Le gouvernement s’apprête à livrer des arbitrages en forme de compromis et d’équilibrisme financier. Doit-il aller plus loin et rouvrir le dossier de l’aménagement de l’Ile-de-France? Après tout, il a tiré la conséquence d’années de tergiversations à Notre-Dame-des-Landes, il peut arrêter aussi la machine infernale du Grand Paris Express à 0,5% du PIB, avant qu’elle n’emporte les finances publiques et condamne la modernisation des infrastructures existantes…
Pourquoi le Grand Paris Express a dérapé…

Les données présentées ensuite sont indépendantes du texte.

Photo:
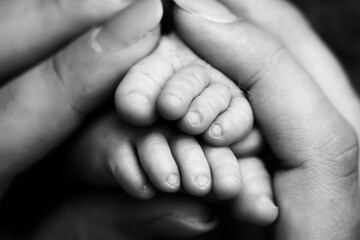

… et pourquoi cela pourrait être bien pire demain. Un spécialiste des marchés décrypte la situation pour Mobilettre
Les travaux souterrains en Ile-de-France sont en surchauffe avérée et grave
«Les prix des offres du BTP en Ile-de-France pour les grands travaux souterrains, en 2017, sont environ 20% à 30% plus chères qu’en 2013/2014», nous explique un spécialiste des marchés de travaux. Pour lui, il ne s’agit pas d’un cartel entre entreprises de BTP mais de la conséquence d’une tension extrême du marché des compétences dans le domaine des travaux souterrains. «Sur les chantiers de paroi moulée on voit des grutiers novices à bord de leurs machines allemandes rutilantes, Bauer ou Liebherr, recourir au manuel d’instruction pour les conduire, raconte-t-il. Les erreurs de chantiers se multiplient, les pertes de rendement apparaissent, et donc les coûts et les délais dérapent dans les comptes et les plannings des entreprises». Conséquence, ces dernières incluent des provisions pour risques substantiels, aux prix normaux s’ajoutent des provisions (logiques) pour pénalités de retard, pour pertes de rendement et pour incidents de chantiers.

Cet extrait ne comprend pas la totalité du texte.